次世代Wi-Fi「IEEE802.11ax」対応のスマートフォン向けチップ

 規格策定中のWi-Fi「IEEE802.11ax」に対応するチップ「WCN3998」が発表された。2018年第2四半期よりサンプル出荷される。スマートフォン、タブレット、ノートブックを対象とした業界初の製品とされており、前世代製品と比べて、ネットワークスループットは2倍に向上する一方、消費電力は67%削減されているという。

「Windows on Snapragon」でMSと販売協力、日本は含まれず

 クアルコムと米マイクロソフトは、Snapragonを搭載するWindows PC「Always Connected PC」の販売で協力する。ASUS、HP、レノボが製造する製品が2018年第1四半期より発売される予定となっている。第1次販売国は、米国、英国、中国など6カ国で、日本は含まれていない。このPCに対応する通信事業者もあわせて発表されているが、こちらも日本のキャリアは含まれていない。

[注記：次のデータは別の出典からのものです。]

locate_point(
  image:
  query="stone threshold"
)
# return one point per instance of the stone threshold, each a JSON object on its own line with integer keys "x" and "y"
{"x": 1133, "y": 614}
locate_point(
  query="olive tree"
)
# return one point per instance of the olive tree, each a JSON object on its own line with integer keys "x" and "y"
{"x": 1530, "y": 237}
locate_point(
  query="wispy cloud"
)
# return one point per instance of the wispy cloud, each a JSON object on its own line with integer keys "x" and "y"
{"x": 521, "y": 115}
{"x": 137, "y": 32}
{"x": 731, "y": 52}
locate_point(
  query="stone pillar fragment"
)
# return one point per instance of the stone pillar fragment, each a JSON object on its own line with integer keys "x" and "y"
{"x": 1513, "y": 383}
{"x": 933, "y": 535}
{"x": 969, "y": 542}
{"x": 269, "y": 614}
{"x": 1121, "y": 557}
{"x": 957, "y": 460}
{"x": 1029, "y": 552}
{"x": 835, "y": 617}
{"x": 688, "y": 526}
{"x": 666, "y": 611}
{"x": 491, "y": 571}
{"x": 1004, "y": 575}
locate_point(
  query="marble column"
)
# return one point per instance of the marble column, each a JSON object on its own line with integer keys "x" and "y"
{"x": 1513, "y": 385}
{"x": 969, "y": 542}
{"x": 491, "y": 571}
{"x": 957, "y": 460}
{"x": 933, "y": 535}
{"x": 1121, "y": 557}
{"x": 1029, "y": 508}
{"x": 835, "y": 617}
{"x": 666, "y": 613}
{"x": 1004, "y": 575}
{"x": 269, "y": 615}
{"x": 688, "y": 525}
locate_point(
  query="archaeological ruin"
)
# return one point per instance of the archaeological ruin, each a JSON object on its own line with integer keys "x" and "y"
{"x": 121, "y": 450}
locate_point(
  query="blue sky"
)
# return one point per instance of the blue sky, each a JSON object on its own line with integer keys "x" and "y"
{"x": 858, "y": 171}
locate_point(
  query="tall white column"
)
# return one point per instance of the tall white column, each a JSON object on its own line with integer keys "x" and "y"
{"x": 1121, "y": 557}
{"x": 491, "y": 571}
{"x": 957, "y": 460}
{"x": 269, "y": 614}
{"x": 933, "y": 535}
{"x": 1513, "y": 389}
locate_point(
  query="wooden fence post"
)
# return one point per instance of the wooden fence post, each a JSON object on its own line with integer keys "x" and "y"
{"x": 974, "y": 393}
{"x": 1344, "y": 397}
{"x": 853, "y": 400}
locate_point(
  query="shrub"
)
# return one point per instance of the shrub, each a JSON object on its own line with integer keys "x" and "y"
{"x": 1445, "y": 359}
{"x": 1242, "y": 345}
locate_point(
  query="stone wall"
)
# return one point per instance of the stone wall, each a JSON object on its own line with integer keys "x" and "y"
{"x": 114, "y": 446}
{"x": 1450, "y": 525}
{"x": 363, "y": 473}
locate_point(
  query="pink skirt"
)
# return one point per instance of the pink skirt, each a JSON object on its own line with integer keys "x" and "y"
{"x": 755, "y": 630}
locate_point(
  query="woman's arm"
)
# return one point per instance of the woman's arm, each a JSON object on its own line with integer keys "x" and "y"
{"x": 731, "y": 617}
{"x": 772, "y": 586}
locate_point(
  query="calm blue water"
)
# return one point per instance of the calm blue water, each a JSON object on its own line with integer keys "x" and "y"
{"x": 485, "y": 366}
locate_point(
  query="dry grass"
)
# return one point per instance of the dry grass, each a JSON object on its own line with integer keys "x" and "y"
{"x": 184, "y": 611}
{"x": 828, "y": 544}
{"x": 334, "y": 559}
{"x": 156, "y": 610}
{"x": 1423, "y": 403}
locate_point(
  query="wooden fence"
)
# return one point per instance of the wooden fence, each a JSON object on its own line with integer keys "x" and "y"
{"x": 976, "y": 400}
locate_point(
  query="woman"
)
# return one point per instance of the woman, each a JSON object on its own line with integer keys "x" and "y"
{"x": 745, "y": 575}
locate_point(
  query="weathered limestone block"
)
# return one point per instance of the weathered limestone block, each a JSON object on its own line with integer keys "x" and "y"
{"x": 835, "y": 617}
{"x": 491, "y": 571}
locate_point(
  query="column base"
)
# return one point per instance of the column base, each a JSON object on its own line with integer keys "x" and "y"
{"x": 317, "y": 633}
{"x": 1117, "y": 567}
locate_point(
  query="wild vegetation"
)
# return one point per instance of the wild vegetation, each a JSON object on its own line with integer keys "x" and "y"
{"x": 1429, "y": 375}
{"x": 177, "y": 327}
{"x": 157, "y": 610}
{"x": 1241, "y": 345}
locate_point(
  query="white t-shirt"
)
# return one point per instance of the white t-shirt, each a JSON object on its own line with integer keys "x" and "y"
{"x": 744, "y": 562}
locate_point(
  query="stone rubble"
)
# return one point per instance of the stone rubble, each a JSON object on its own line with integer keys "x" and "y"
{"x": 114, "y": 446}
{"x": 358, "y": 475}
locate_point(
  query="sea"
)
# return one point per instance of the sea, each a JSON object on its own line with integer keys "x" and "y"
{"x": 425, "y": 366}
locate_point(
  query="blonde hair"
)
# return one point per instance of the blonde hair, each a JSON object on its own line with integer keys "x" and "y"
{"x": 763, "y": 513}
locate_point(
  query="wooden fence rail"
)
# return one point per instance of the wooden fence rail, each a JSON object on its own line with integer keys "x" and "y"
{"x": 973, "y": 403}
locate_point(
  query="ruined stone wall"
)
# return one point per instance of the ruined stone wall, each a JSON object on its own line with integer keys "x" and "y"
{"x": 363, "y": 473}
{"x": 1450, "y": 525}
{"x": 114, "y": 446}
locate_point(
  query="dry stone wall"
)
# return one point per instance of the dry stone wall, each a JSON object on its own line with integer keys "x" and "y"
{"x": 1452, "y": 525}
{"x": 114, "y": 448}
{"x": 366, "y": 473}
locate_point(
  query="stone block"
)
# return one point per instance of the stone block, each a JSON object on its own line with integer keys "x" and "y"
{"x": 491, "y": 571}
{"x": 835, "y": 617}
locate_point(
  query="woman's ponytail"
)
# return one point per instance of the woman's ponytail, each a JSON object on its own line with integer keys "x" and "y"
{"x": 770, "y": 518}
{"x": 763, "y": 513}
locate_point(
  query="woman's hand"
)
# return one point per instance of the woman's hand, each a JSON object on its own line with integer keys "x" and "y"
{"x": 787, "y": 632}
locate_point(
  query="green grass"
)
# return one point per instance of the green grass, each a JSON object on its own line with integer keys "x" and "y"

公衆Wi-Fiへの接続を高速化する新技術、渋谷で実験

 同社はKDDIらと公衆Wi-Fi向けの認証技術「Wi-Fi CERTIFIED Vantage」の機能拡張の効果を検証した。渋谷で行われたフィールドトライアルでは、30%の通信効率改善と、最大10倍の接続速度向上効果が確認された。詳細は別のニュース記事にて紹介している。

 このほかクアルコムは、IoT向けの高性能チップセット「Snapdragon 820E」、完全ワイヤレスオーディオの新技術、自動車向け通信「セルラーV2X」の技術検証関連、Wi-FiやZigbeeなどをサポートするIoT開発キットについて発表している。